Insistí con suavidad.
– Esa cueva, Cecé… ¿Recuerdas? Donde te encerró…
– Eran de madera… Paredes de madera…
Me callé y la escruté sin distinguir nada en ella muy diferente de la soleada calma de las hojas que tenía detrás. Pero al menos ahora sabía que su memoria era accesible. Aunque yo recordaba bien lo que me había dicho tiempo atrás sobre el lugar donde había estado encerrada, pretendía que fuese ella misma quien lo repitiera.
– Sí, de madera, eso es… -Asentí-. Me decías que a veces pasabas mucho rato acostada y solo veías el techo… Debes de recordar muy bien ese techo… Era liso, creo.
– Me alegro de verte, Jirafa… -dijo-. Eres una super-woman.
– Yo también a ti, Cecé.
– Hemos vivido tantas cosas juntas…
– Desde luego, pero lo de Renard lo hiciste tú sólita.
– Sí, yo -concedió.
– Te tuvo un mes, un mes allí dentro… -De repente necesité una pausa: hablarle así me quemaba la garganta.
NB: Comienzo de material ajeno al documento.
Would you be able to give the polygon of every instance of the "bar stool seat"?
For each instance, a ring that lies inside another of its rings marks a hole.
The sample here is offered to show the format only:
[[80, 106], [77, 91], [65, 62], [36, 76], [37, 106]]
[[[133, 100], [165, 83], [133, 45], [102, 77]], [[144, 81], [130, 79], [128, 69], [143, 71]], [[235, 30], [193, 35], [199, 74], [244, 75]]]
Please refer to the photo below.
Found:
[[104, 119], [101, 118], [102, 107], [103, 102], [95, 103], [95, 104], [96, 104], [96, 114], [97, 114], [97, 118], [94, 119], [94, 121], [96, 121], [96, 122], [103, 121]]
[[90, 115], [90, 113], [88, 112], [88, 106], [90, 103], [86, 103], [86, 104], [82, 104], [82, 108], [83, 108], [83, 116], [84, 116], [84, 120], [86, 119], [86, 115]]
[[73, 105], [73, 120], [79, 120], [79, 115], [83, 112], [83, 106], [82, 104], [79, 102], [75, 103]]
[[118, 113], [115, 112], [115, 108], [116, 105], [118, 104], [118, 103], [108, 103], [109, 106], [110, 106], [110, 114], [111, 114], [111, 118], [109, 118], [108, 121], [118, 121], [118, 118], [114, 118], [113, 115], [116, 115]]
Respiré hondo y proseguí-. Un mes en aquel sitio horrible, de paredes de madera, con tantos pasillos oscuros… y aquel techo…
– Solo uno.
Me detuve.
– ¿Cómo?
– Creí que eran varios, pero solo era un pasillo, recto… -Alzaba un índice huesudo y en su muñeca advertí la cicatriz de los grilletes con los que Renard la había encadenado. Sentí que el corazón me latía tan fuerte que pensé que Claudia podía oírlo, pero de repente comprendí que ni siquiera me veía: era como si dentro de sus ojos hubiese entrado alguien y proyectara su sombra en las pupilas-. Al principio no lo supe… Me vendaba los ojos al llevarme de una celda a otra… Luego me quitó la venda. Es difícil hacer máscaras sin ver… -Asentí, animándola-. Pero yo las hice incluso antes… No paré de hacerlas, Jirafa… Lo intenté todo… «No te rindas, no te rindas», me decía…
– ¿Quién? -la interrumpí.
– ¿Qué?
– ¿Quién te decía «no te rindas, no te rindas»?
Sonrió acariciando la manta que la cubría. El jardín estaba en silencio. De vez en cuando un coche lo perturbaba tras la valla oculta por los setos.
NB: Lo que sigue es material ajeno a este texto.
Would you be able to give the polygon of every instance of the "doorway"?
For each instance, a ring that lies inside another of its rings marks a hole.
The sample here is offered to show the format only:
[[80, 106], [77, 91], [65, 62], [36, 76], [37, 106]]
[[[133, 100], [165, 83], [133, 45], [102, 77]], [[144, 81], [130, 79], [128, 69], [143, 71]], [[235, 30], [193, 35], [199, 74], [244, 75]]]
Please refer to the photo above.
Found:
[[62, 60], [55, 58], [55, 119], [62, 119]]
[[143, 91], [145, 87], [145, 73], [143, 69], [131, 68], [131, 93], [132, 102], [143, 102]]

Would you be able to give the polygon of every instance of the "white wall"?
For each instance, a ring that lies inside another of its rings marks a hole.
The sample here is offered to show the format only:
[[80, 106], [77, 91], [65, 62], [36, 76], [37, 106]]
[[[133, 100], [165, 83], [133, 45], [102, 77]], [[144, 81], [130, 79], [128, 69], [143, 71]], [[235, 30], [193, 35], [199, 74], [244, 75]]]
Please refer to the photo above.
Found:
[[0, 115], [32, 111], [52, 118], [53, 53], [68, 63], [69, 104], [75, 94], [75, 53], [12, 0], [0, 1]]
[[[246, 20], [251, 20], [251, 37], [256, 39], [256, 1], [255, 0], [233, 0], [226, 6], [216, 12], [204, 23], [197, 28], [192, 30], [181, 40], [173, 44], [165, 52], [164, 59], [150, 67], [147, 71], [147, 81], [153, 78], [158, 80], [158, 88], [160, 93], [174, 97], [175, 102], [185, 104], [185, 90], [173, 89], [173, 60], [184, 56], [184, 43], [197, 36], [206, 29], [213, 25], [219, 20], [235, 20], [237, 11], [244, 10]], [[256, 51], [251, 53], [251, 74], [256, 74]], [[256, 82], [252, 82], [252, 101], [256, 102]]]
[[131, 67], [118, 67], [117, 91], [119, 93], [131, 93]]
– El doctor Gens siempre nos decía eso, Jirafa.
– Sí, pero hablábamos de Renard.
– ¿De Renard? -Parpadeó varias veces y su semblante pareció alterarse como una vela al calor de la llama. Decidí escoger otro camino.
– No importa. ¿Recuerdas las habitaciones?
– Las celdas.
– Eso es, las celdas.
– Sin barrotes… Puertas de madera… A veces me dejaba dormir en el suelo… Siempre creyó en mí, me enseñó tanto…
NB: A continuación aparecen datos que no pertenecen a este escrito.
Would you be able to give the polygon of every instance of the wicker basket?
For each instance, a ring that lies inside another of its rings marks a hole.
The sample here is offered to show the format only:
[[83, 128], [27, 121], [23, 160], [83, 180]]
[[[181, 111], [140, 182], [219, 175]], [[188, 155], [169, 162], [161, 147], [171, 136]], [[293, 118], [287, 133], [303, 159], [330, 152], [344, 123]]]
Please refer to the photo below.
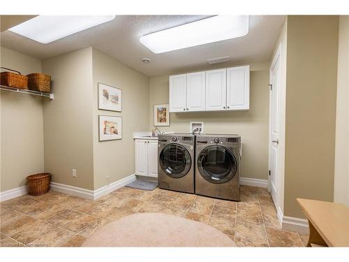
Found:
[[27, 177], [29, 186], [29, 195], [40, 196], [50, 190], [50, 178], [51, 174], [43, 173], [35, 174]]
[[0, 73], [0, 85], [6, 87], [20, 88], [21, 89], [28, 89], [28, 77], [22, 75], [22, 74], [15, 70], [0, 67], [1, 69], [10, 70], [17, 73], [11, 72]]
[[35, 73], [27, 75], [29, 89], [40, 92], [50, 93], [51, 89], [51, 76], [43, 73]]

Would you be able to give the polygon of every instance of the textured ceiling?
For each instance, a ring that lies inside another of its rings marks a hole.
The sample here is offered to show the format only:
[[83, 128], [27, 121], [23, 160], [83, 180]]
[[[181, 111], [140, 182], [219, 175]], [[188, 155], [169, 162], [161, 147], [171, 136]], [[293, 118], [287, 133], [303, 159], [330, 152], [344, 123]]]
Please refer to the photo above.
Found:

Mi boca se secó. Algo así como el roce con un reptil erizaba mi espalda.
– Ahora hablas de Gens, Cecé.
– No, de Renard… Me tuvo un mes allí dentro…
– Pero te referías al doctor Gens. Dijiste «creyó en mí, me enseñó tanto»…
– Sí, Gens. Confiaba en mí. Me tuvo un mes allí dentro, pero yo quemé su alma…
– ¿Hablas de Gens o de Renard, Cecé?
La dulce voz de Nely, desde la casa, no sonó tan dulce como de costumbre.